Since her return to Heath Hover Melian had experienced none of the fears and misgivings which had hung over her before. The “influence” what ever it was, seemed to have ceased, or was it in abeyance? Anyway, with Helston Varne under the same roof nothing mattered. It seemed as if nothing could matter.

For here he was, installed at Heath Hover as a guest, he who had first come there as a spy, and that in a hostile interest to his now host. He had not returned from the East in their company. With marvellous self denial—or self control—or both, he had waited a week later, and then returned alone. Characteristically he had reckoned that just that period of time without him would deepen Melian’s interest in him, would cause her to miss him, in short—or not. If so, and he felt justified in feeling sanguine—why there were all their lives before them to make up for it in. If not—well, he refused to contemplate such a contingency.

They had stayed at Mazaran just long enough for a rest after their hard, perilous experiences, but Mervyn had seemed as eager to get away from the country as before he had been to return to it. Helston had seen them off at Karachi, himself taking a passage which brought him home nearly as soon as themselves. And now he had arrived at Heath Hover the evening before, and certainly had found no cause to complain of the nature of his welcome.
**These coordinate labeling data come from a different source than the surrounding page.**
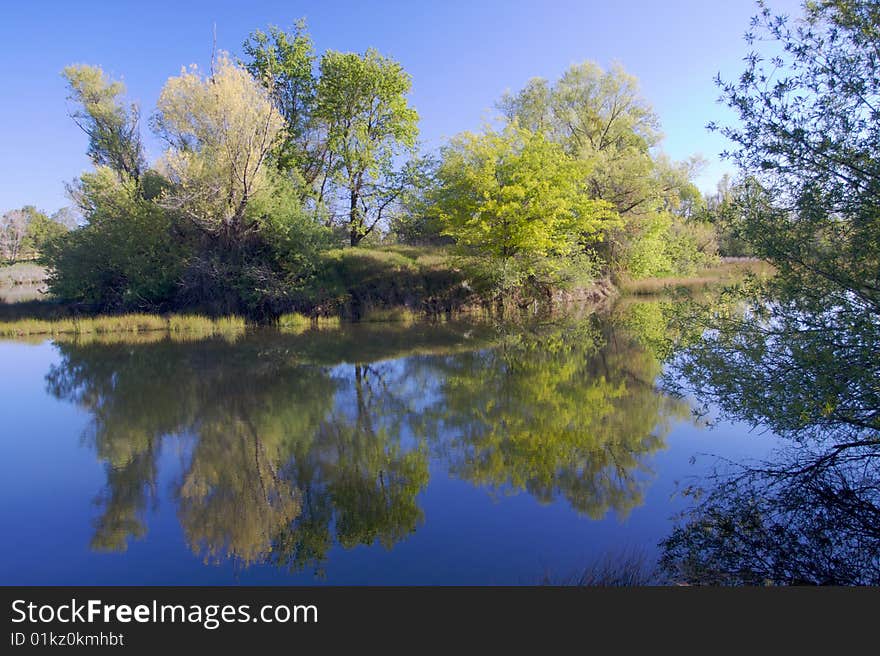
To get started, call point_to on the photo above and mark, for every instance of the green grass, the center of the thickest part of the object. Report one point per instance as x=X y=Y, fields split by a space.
x=395 y=314
x=723 y=273
x=22 y=273
x=184 y=326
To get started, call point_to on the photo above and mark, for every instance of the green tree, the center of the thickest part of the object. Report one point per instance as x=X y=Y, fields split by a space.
x=13 y=232
x=112 y=126
x=363 y=108
x=125 y=257
x=599 y=116
x=284 y=63
x=515 y=194
x=41 y=230
x=220 y=130
x=809 y=143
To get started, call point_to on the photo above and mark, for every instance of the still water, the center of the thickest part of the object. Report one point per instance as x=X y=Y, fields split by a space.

The clear, brisk, bracing air lay upon Plane Pond, and upon the reddening woods which flowed down to it, in the early morning, and the voices of birds lifted in their late autumn song, ere silencing for drear winter, made music in “Broceliande.” The girl, tripping lightly up the sluice path, felt all the invigorating influence of it go through her system like a stimulant.

“Good morning, Sirdar.”

Helston Varne turned. He had been leaning on the rail gazing out over the expanse of water, thinking; and what he was thinking about was embodied in this vision of youth and bright sweetness which now stood before him in the early freshness of morning. Melian had taken to calling him “Sirdar” since she had seen him in his wonderful Eastern make-up. But neither of the two men had ever told her the extent of the ghastly peril which the wonderful success of that make-up had been instrumental in delivering them from.
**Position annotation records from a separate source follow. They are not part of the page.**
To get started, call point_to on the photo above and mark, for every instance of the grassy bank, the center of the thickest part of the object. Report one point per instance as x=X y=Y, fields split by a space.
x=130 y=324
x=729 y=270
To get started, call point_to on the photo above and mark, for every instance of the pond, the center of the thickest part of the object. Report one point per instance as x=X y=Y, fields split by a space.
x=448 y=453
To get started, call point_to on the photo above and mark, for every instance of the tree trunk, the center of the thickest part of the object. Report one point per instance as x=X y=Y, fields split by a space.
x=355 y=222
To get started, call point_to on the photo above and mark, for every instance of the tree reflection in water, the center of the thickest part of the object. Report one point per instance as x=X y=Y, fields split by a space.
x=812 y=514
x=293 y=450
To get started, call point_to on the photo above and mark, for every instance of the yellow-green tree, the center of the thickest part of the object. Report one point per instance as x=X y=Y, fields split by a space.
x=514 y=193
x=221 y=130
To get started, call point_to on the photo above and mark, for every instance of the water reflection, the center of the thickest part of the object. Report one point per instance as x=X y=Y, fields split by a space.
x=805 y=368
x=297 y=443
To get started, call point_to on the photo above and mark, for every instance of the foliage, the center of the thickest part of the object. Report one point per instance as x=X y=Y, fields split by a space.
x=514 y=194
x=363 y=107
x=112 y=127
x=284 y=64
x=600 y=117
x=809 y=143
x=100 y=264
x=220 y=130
She put out both hands and he took them—both. He held them for quite a moment, gazing into the sweet blue eyes.

“Come,” he said, still holding them. “We’ll stroll a little through ‘Broceliande,’ the enchanted forest.”

She looked at him, and said nothing; and they went, and as they went he drew one of the long white hands over his arm and covered it with one of his brown ones. And what they said in “Broceliande,” the enchanted forest, under the old gnarled oaks—why, reader, that is no earthly concern of yours or mine. What may be, however, is that they emerged eventually therefrom perfectly happy, and at peace with all the world.